On 11/20/2015 01:38 PM, David Wohlferd wrote:
On 11/20/2015 3:14 AM, Andrew Haley wrote:
On 20/11/15 10:37, David Wohlferd wrote:
The intent for 24414 is to change basic asm such that it will become
(quoting jeff) "an opaque blob that read/write/clobber any register or
memory location."  Such being the case, "memory" is not sufficient:

#define CLOBBERALL "eax", "ebx", "ecx", "edx", "r8", "r9", "r10", "r11",
"r12", "r13", "r14", "r15", "edi", "esi", "ebp", "cc", "memory"
Hmm.  I would not be at all surprised to see this cause reload
failures.  You certainly shouldn't clobber the frame pointer on
any machine which needs one.

If I don't clobber ebp, gcc just uses it:

         movl    $1000, %ebp
.L2:
         #
         subl    $1, %ebp
         jne     .L2

I believe you'd have to have magic in there to conditionally clobber the register if it isn't being used as a frame pointer.

That said...

The original purpose of this code was to attempt to show that this kind of
"clobbering everything" behavior (the proposed new behavior for basic asm)
could have non-trivial impact on existing routines. While I've been told that
changing the existing "clobber nothing" approach to this kind of "clobber
everything" is "less intrusive than you might think," I'm struggling to believe
it.  It seems to me that one asm("nop") thrown into a driver routine to fix a
timing problem could end up making a real mess.

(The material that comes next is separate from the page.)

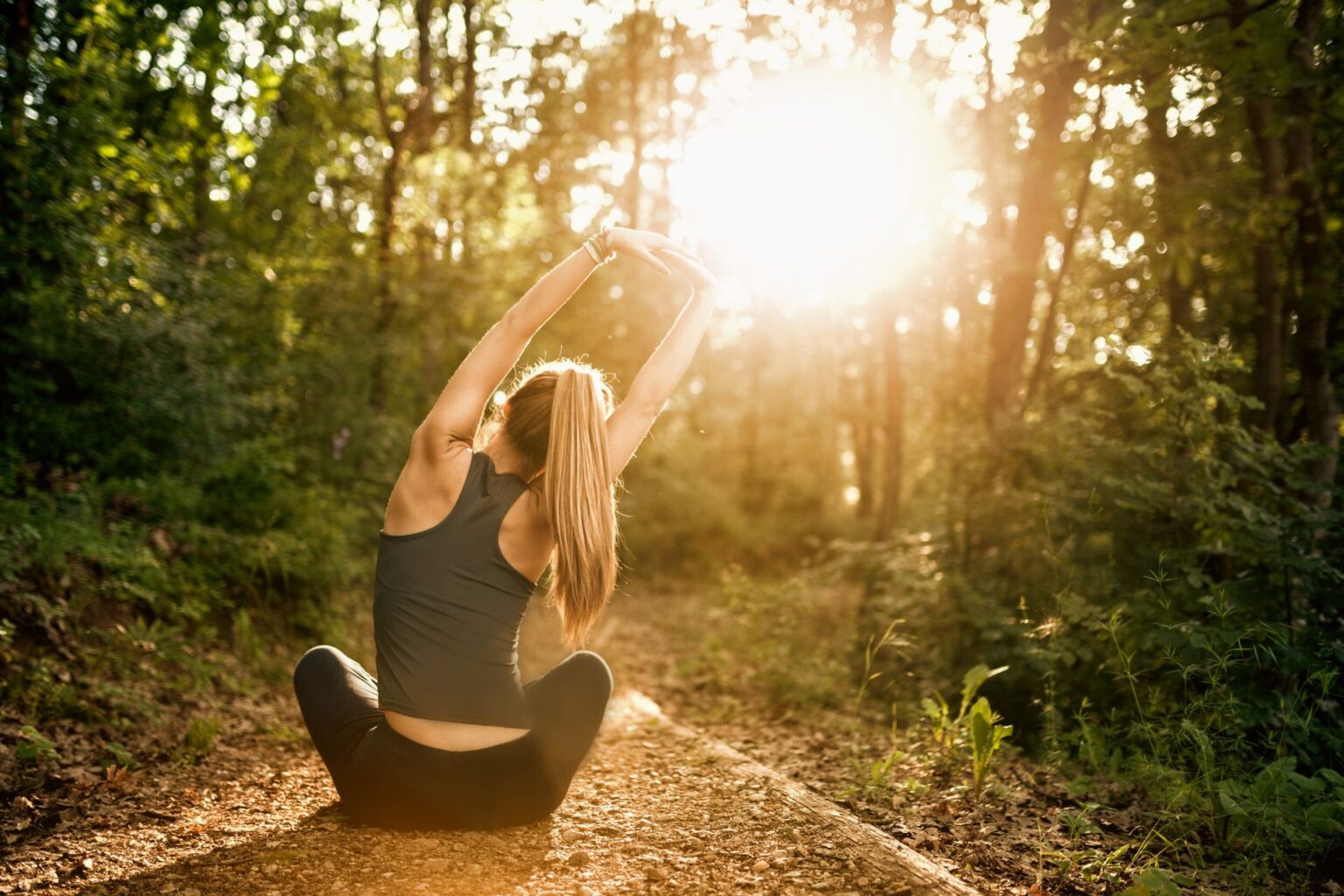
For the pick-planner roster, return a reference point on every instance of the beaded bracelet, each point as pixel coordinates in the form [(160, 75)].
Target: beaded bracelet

But actually we're kind of past that.  When Jeff, Segher, (other) Andrew and
Richard all say "this is how it's going to work," it's time for me to set aside
my reservations and move on.

So now I'm just trying my best to make sure that if it *is* an issue, people
have a viable solution readily available.  And to make sure it's all correctly
doc'ed (which is what started this whole mess).

I'd be perfectly happy to deprecate and later completely remove basic asm within functions.

Because IMO it's essentially useless. It has no inputs, no outputs, and no way to tell the compiler what machine state has been changed. We can say that "it clobbers everything", but that's not actually useful, and quite difficult as you're finding out.

It seems to me that it would be better to remove the feature, forcing what must be an extremely small number of users to audit and update to extended asm.